A case report published Monday in BMC Complementary And Alternative Medicine tentatively blames a patient’s sudden mood issues on doctor-prescribed Ginkgo biloba.
The patient, who is identified in the case report only as “Ms. J”, has been under a doctor’s care for schizophrenia for more than 20 years. Now 50, Ms. J complained of what her doctors describe as “chronic cognitive discomfort” about a year ago. Her doctors initially tried an L-carnitine supplement and then switched her to choline alfoscerate. Neither product alleviated her concentration problems or her short-term memory issues.

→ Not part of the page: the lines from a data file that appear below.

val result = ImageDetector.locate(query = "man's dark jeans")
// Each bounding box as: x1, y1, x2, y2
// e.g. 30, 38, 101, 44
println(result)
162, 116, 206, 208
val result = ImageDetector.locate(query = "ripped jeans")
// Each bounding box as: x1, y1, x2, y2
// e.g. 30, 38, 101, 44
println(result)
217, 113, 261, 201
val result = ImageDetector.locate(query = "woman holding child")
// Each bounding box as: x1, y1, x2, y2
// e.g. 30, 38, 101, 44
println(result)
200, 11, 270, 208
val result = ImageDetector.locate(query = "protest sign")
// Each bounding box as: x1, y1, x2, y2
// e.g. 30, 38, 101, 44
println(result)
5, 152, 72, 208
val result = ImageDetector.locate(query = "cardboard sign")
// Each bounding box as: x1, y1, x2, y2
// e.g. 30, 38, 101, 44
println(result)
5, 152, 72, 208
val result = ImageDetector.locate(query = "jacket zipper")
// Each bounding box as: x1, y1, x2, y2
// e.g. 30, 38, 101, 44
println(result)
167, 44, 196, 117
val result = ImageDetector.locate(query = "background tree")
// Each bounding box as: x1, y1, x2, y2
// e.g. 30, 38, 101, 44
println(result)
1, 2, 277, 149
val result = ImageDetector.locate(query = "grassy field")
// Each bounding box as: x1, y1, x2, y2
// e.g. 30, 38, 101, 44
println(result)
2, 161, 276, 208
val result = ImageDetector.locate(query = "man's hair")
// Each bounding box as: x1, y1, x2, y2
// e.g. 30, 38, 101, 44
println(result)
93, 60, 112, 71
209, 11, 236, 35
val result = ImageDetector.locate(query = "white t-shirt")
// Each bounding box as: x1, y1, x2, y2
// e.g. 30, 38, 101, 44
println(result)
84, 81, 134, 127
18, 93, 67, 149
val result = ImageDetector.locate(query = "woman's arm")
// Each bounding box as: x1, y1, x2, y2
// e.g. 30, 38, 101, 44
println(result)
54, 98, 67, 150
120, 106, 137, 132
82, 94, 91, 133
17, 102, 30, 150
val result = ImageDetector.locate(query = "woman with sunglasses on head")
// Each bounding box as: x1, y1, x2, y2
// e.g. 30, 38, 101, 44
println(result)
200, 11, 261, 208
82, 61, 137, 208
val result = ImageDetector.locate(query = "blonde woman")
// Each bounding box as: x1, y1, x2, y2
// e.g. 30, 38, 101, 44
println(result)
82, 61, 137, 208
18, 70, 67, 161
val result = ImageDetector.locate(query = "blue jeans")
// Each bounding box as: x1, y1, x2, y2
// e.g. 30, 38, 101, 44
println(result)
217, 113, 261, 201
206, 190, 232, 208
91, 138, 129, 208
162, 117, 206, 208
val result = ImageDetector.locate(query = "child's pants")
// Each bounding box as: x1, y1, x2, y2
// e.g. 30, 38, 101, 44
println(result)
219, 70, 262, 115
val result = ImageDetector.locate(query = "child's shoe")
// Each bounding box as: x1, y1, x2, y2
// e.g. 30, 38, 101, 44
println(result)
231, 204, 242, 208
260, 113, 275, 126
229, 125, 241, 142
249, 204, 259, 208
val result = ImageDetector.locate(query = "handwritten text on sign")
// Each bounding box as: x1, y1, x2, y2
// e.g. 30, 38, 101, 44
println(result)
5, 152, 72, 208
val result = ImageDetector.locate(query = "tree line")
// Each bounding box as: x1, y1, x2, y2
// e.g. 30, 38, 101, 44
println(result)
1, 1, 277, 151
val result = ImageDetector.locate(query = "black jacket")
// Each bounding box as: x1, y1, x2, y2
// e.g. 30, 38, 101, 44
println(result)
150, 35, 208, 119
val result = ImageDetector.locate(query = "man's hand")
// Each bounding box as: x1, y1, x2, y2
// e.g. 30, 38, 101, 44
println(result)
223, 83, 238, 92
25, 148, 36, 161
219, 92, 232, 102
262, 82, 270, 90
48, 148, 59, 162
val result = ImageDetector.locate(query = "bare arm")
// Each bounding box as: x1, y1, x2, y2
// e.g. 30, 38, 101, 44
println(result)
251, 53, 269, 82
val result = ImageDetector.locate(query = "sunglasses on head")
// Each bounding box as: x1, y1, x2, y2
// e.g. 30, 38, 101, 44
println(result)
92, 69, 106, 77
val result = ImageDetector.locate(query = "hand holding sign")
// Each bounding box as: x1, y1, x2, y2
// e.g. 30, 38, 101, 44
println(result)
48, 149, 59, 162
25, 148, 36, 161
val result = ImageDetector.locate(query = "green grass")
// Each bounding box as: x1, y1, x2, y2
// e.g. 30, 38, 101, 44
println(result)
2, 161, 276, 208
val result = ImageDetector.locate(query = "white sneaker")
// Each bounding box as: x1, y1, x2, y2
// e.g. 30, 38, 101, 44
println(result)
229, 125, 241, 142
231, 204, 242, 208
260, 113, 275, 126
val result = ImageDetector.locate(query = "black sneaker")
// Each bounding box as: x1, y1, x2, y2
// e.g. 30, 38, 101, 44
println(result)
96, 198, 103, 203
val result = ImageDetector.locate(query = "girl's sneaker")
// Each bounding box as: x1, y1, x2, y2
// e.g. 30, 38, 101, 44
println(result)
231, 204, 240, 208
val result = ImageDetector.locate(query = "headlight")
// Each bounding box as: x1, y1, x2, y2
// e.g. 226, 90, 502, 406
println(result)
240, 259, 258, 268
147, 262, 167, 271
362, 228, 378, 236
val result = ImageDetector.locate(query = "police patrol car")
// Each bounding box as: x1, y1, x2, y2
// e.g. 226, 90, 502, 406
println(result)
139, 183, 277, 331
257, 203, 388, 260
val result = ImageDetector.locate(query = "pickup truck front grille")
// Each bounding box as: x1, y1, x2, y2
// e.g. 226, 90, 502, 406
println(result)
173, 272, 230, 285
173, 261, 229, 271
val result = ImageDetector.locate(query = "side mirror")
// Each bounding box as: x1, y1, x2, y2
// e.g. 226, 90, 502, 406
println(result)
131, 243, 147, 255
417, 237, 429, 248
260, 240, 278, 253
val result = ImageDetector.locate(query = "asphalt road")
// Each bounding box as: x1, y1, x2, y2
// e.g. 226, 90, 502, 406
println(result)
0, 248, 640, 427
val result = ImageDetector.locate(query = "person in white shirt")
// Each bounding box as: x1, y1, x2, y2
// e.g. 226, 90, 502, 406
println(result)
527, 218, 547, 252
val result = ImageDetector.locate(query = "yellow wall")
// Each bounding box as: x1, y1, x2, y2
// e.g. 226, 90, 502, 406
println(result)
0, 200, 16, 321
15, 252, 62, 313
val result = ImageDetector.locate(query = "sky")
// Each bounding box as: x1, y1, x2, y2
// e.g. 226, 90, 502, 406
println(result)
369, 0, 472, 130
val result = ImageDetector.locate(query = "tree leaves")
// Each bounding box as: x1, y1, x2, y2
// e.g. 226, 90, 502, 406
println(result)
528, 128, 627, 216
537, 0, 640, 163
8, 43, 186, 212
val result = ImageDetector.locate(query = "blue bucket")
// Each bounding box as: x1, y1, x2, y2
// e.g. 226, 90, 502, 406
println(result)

The doctors then put Ms. J on a twice-daily regimen of 80 milligrams of Ginkgo biloba. Days later Ms. J began experiencing irritability, agitation and trouble controlling her anger. These were, she told doctors, issues she had never struggled with before. A couple of days after discontinuing the Ginkgo, she found her symptoms had disappeared. When she resumed taking it, her mood troubles returned. After quitting the product for the second time, she reported that the situation had once again resolved.
This case is especially interesting because it is believed to be the first documented case of Ginkgo causing mood issues. (A previous case involving Ginkgo and St. John’s wort is now blamed on the St. John’s wort.) It also conflicts with previous studies on Ginkgo, which seem to support its use as a mood stabilizer.
The medical team treating Ms. J speculate that the supplement interfered, somehow, with her hypothalamic–pituitary–adrenal axis, causing the symptoms. They are encouraging more study on the issue.